The key motivations for hiring and retention can be grouped in three categories: Technology, Money, and Lifestyle (including benefits and the "good guy" factor). Most people combine these factors when making career choices, but usually one is more significant than the others.

For the technology motivated, it's simple: train them in new technologies. Be prepared to take someone with only 50% of the requirements, and commit significant dollars to training. Advertise a healthy training budget. And keep the projects coming as significant ones are wrapping up.
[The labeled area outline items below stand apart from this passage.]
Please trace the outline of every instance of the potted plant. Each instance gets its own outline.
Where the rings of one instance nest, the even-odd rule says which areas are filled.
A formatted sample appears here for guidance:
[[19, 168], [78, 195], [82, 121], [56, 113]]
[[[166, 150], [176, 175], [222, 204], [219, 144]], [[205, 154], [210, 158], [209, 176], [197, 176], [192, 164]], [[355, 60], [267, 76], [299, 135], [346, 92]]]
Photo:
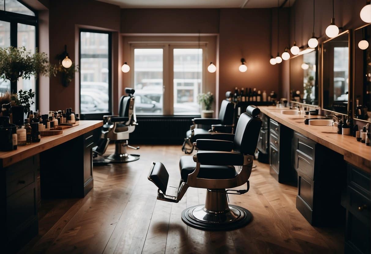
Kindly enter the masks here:
[[214, 113], [214, 110], [211, 109], [211, 106], [214, 102], [214, 95], [213, 94], [210, 92], [199, 94], [197, 98], [198, 103], [201, 105], [203, 104], [205, 106], [205, 109], [201, 111], [201, 117], [206, 118], [212, 117]]

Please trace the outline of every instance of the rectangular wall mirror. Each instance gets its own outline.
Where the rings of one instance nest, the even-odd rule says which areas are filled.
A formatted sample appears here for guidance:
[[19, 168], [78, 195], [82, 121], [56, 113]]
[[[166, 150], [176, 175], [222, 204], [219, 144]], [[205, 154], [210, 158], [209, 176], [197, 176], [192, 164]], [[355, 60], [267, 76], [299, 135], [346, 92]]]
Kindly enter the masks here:
[[308, 49], [290, 59], [290, 100], [318, 106], [318, 51]]
[[354, 38], [354, 117], [371, 122], [371, 24], [355, 29]]
[[324, 109], [348, 115], [350, 80], [349, 30], [322, 44], [322, 98]]

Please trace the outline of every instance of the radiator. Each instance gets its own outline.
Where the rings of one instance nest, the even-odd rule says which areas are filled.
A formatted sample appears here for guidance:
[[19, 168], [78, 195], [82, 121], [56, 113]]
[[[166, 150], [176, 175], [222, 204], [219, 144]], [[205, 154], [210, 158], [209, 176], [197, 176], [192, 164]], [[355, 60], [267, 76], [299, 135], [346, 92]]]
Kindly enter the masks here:
[[135, 144], [181, 144], [194, 116], [138, 117], [138, 125], [130, 134]]

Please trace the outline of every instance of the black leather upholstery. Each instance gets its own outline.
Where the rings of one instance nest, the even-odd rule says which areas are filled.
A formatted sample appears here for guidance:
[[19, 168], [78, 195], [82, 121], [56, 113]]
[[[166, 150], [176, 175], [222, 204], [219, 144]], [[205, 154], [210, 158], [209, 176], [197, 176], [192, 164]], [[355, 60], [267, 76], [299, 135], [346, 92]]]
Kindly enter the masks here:
[[203, 151], [230, 151], [233, 149], [234, 143], [232, 141], [217, 139], [198, 139], [196, 146]]
[[[180, 158], [179, 168], [182, 179], [187, 182], [188, 175], [194, 171], [196, 163], [192, 156], [184, 156]], [[238, 174], [233, 166], [201, 165], [197, 177], [211, 179], [233, 179]]]

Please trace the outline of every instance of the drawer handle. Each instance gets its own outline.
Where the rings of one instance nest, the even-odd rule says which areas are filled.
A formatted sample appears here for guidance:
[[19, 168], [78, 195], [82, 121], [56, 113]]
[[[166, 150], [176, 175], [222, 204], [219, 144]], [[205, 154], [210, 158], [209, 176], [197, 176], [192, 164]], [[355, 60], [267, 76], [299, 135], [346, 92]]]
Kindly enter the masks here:
[[366, 205], [361, 205], [361, 206], [358, 207], [358, 210], [360, 212], [361, 212], [365, 209], [367, 209], [367, 206]]

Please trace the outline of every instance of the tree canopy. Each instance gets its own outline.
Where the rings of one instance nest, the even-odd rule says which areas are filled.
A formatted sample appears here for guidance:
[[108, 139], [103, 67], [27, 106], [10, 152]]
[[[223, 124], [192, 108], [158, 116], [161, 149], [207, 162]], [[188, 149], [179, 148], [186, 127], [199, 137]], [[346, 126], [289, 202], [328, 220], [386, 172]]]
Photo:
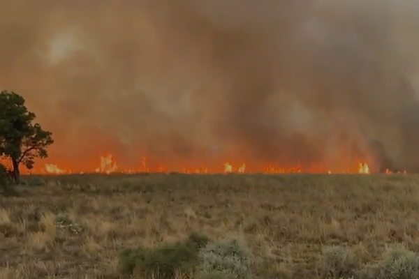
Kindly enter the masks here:
[[54, 142], [51, 132], [43, 130], [35, 119], [22, 96], [0, 92], [0, 157], [11, 161], [15, 182], [19, 181], [20, 165], [31, 169], [34, 159], [47, 158], [46, 148]]

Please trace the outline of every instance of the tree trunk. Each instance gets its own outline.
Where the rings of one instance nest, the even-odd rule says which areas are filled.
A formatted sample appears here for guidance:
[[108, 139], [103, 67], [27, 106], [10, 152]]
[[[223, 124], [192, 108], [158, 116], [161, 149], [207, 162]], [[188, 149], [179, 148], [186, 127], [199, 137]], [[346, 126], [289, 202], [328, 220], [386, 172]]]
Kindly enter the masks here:
[[20, 183], [20, 172], [19, 171], [19, 163], [15, 159], [12, 160], [13, 164], [13, 180], [16, 184]]

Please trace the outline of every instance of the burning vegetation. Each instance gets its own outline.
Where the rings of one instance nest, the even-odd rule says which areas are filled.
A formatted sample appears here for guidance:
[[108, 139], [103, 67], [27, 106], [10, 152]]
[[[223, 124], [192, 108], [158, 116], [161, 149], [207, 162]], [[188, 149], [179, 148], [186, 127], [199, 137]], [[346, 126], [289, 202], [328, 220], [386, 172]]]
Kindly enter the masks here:
[[419, 170], [416, 2], [162, 1], [3, 5], [32, 173]]

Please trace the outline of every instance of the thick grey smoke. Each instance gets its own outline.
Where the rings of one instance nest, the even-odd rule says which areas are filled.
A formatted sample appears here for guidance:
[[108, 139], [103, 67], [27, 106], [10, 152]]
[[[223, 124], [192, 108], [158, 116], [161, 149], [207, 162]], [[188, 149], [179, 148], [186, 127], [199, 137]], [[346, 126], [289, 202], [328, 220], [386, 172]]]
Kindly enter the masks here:
[[[0, 1], [1, 2], [1, 1]], [[419, 169], [413, 0], [3, 1], [0, 84], [51, 160]], [[83, 165], [84, 164], [84, 165]]]

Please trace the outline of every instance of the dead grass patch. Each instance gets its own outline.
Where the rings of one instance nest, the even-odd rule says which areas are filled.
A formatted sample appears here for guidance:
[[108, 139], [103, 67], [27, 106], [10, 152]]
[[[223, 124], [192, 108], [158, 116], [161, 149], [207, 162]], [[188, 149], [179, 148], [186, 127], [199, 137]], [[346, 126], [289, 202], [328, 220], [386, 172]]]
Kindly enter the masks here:
[[[388, 246], [419, 252], [417, 175], [85, 174], [37, 177], [34, 187], [35, 178], [19, 196], [0, 196], [1, 279], [117, 279], [122, 251], [196, 232], [242, 236], [260, 279], [352, 276], [367, 266], [362, 274], [376, 276]], [[326, 264], [324, 248], [335, 246], [351, 256]], [[397, 276], [391, 255], [385, 266]], [[413, 266], [415, 255], [395, 262]]]

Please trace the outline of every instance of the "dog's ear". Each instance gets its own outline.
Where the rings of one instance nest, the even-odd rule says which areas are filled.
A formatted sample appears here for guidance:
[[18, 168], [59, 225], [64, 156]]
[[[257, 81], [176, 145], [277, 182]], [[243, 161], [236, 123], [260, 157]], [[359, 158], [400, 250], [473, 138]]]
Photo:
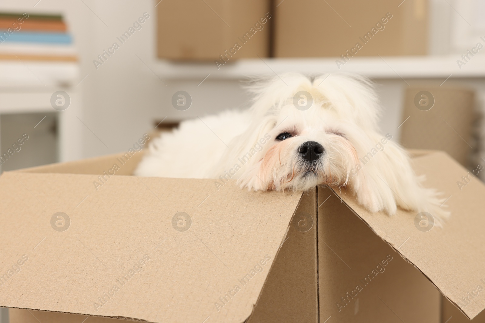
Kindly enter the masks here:
[[404, 210], [428, 212], [439, 225], [449, 215], [441, 207], [444, 200], [435, 190], [421, 185], [407, 152], [391, 136], [371, 137], [377, 143], [360, 154], [360, 168], [351, 182], [358, 202], [372, 212], [383, 210], [390, 215], [395, 213], [396, 204]]

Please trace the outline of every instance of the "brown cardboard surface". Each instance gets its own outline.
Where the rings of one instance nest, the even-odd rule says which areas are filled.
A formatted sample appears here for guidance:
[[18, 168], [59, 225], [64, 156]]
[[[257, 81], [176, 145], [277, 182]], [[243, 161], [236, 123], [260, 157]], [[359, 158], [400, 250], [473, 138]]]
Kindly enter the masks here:
[[[269, 31], [273, 17], [264, 24], [261, 24], [260, 19], [270, 12], [269, 2], [267, 0], [161, 2], [157, 6], [158, 57], [212, 62], [220, 60], [220, 55], [223, 55], [225, 60], [231, 62], [239, 58], [258, 58], [258, 55], [267, 57]], [[256, 23], [259, 25], [255, 28]], [[247, 32], [250, 33], [249, 36], [243, 39]], [[235, 43], [240, 48], [235, 47]]]
[[316, 203], [304, 194], [247, 323], [318, 322]]
[[[453, 215], [442, 229], [420, 231], [416, 215], [402, 210], [370, 214], [344, 190], [327, 187], [300, 200], [234, 182], [217, 191], [210, 180], [104, 173], [117, 164], [117, 174], [130, 174], [141, 154], [124, 163], [118, 154], [4, 173], [0, 274], [8, 277], [0, 306], [148, 322], [437, 323], [434, 285], [473, 317], [484, 307], [481, 292], [470, 295], [485, 280], [485, 185], [473, 179], [460, 191], [456, 181], [467, 171], [448, 155], [411, 153], [425, 185], [450, 196]], [[181, 211], [192, 220], [185, 231], [172, 225]], [[69, 216], [65, 231], [51, 226], [58, 212]], [[385, 270], [369, 278], [377, 265]], [[130, 269], [128, 281], [116, 280]], [[229, 297], [235, 285], [242, 286]], [[97, 310], [95, 302], [102, 304]], [[31, 312], [13, 310], [13, 323], [32, 313], [47, 322], [80, 318]]]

If you plan to use monetary incentives, prepare to pay enormous salaries, sign-on bonuses, and escalating retention bonuses. You get what you paid for, and you need to be aware that someone else can get them at anytime by waving more money in their face. Personally, I won't work a search where this is the only incentive. It attracts the least desirable in many ways. For those candidates motivated by big money, remember that big money means huge sacrifices. There is reason for suspicion when you are offering 25-50% increases.

However, everyone cares about money to some extent, and you will need to be competitive. However, it is feeling underappreciated that makes people leave. At the very least, reviews must be on time or early.

Lifestyle incentives can be very powerful. They include great benefits like day-care, telecommuting, job sharing, extra vacation days, and true flex-time. Tap into the alternative work force. Treat people better than they have been elsewhere. Likewise, good corporate citizenship inspires loyalty. Sharing corporate wealth amongst all levels creates goodwill. Substantial charitable giving and corporate community projects will raise morale and influence retention.

Just being a "nice place" can work for you too, but you will have to highlight and advertise it. Pleasant corporate environments have some pull, as do convenient locations, stable management, low executive turnover, 40-45 hour weeks, a history of few layoffs every time the stock dips, and a strong record of corporate funding for IT projects.

Your best people are receiving recruiting calls every month. The good news for you is that very few are interested in what recruiters have to say. People do not take to random change. The recruits that return our calls are those who feel taken advantage of, who no longer trust their company, or department, or executives. Building trust can keep your staff stable, and your job secure.